Rejection can be so sweet.

Life’s a Pitch

Media relations have always been the bread and butter of our business. Our job is to get clients names in the headlines. That’s why when I came across a story earlier this fall about the art of the pitch, written from a journalist’s perspective, I was intrigued to hear what she had to say.

Since journalists are on the receiving end of most PR efforts, they have just as much say in how these relationships should work. It’s no easy task delivering a perfectly crafted email with a clear and concise angle in mind… that also creates the “spark” for a story. PR professionals and the media are constantly running against the clock, so everything should have always been done… like, yesterday.
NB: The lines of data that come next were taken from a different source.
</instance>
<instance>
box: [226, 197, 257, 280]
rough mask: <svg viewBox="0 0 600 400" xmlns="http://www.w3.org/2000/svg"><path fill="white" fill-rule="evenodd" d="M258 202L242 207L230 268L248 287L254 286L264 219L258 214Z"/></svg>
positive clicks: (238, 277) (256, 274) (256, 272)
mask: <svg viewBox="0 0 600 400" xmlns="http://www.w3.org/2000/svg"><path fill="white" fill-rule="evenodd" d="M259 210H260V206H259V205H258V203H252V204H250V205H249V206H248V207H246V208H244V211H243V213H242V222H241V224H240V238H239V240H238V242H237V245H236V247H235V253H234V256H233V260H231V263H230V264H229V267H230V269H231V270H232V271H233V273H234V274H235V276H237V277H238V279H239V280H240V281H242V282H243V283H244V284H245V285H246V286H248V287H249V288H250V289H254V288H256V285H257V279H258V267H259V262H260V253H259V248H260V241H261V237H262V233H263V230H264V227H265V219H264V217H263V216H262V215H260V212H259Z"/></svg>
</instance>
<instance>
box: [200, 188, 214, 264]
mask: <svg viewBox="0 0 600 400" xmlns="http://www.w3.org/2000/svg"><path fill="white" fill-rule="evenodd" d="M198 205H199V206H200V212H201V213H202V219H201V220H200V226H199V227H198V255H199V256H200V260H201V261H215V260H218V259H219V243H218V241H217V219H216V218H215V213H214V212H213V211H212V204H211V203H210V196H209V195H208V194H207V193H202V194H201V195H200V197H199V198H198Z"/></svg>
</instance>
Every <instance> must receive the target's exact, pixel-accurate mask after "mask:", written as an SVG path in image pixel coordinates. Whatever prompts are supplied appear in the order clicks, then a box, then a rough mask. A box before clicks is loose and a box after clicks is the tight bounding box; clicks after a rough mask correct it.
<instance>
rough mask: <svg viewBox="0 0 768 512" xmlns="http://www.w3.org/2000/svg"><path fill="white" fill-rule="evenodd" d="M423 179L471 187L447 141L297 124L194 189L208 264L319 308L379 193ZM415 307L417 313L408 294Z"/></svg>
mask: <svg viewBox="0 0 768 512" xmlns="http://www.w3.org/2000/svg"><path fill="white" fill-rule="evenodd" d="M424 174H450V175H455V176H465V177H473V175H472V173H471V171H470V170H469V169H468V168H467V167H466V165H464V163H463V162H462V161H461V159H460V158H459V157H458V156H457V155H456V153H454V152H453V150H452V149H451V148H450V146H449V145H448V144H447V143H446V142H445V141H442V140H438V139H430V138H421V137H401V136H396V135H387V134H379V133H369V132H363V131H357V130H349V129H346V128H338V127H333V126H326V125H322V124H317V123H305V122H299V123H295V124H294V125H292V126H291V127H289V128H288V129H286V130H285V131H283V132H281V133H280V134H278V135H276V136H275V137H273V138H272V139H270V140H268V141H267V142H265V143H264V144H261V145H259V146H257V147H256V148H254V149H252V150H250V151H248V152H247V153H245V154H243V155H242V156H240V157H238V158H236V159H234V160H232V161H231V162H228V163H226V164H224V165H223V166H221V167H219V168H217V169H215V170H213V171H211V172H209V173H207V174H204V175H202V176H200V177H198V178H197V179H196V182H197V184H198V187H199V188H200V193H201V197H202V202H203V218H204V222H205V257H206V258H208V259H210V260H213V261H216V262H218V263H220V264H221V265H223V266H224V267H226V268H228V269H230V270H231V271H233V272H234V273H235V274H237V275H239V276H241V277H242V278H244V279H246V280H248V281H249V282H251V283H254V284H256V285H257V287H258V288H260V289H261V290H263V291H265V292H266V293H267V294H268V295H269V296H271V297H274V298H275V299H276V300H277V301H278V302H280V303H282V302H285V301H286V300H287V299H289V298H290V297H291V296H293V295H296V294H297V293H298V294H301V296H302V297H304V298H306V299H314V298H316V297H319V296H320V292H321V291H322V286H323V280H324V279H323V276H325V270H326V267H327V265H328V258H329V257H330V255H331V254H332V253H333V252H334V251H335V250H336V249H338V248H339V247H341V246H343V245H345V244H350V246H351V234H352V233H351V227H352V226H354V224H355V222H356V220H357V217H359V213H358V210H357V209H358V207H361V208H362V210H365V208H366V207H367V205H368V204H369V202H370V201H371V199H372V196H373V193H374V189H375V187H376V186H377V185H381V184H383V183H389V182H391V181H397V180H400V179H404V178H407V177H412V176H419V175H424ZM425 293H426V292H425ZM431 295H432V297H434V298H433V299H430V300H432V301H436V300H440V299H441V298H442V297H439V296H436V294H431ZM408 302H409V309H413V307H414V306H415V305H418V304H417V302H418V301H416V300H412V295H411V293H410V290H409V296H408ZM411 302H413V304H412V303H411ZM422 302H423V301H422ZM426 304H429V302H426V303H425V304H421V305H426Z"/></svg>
But in order to appease both parties there has to be a middle ground.

Based on experience, the subject line might be all the writers ever read. If you fail to catch their attention or you scare them away with some awful lead in (i.e. THIRD ATTEMPT: …), you might have lost them forever. It’s got to look appealing and effortlessly roll off the tongue. Like a Tweet, you have to learn to say what you need to say in a compelling way with limited words/characters. Some want it creative and some just want you to get to the point already, so knowing your audience and catering to their interests is a top priority in this case.

PR pros that are best at what they do respect their industry and those who work in it. While there is always the pressure from clients to get the job done and get it done quickly, handling every media opportunity with respect will go a long way. Building relationships with writers isn’t always easy, but you live and learn and eventually it comes naturally. Communicate with them like they are humans, because they are. Avoid emails written like advertisements or robotic messages. Put in a little personality – did a “Have a good weekend!” ever hurt anyone?! Send a thank you when you’ve worked with someone on a piece. They’ll appreciate knowing there is a person behind the pitch.

What some might forget – even the most experienced PR pros – is common sense. You might be thinking, well, duh! But it’s more common to forget common sense. It’s easy to get caught up in a press list and just start sending. But cross referencing is the best thing you can do when reaching out to media contacts. Did they write this already? Will it appeal to them based on their most recent work? Is the angle I’m using fitting for this outlet? Every writer is different. Every outlet is different. So pay attention and research.

So, what’s the best way to go about your daily PR research? Stay connected. Social networks have done wonders for PR and the media as a whole. It might require a little more time and effort managing all the various channels in which you can find news, writers, ideas and more, but it’s worth it. Consume the news. Love the news. Why? Because without it, would PR even exist?

This certainly isn’t all we need to know about approaching our peers in the media world, but it’s a start. If you genuinely believe in your story, writers might feel that spark, too. And let’s be honest, nobody wants to crash and burn.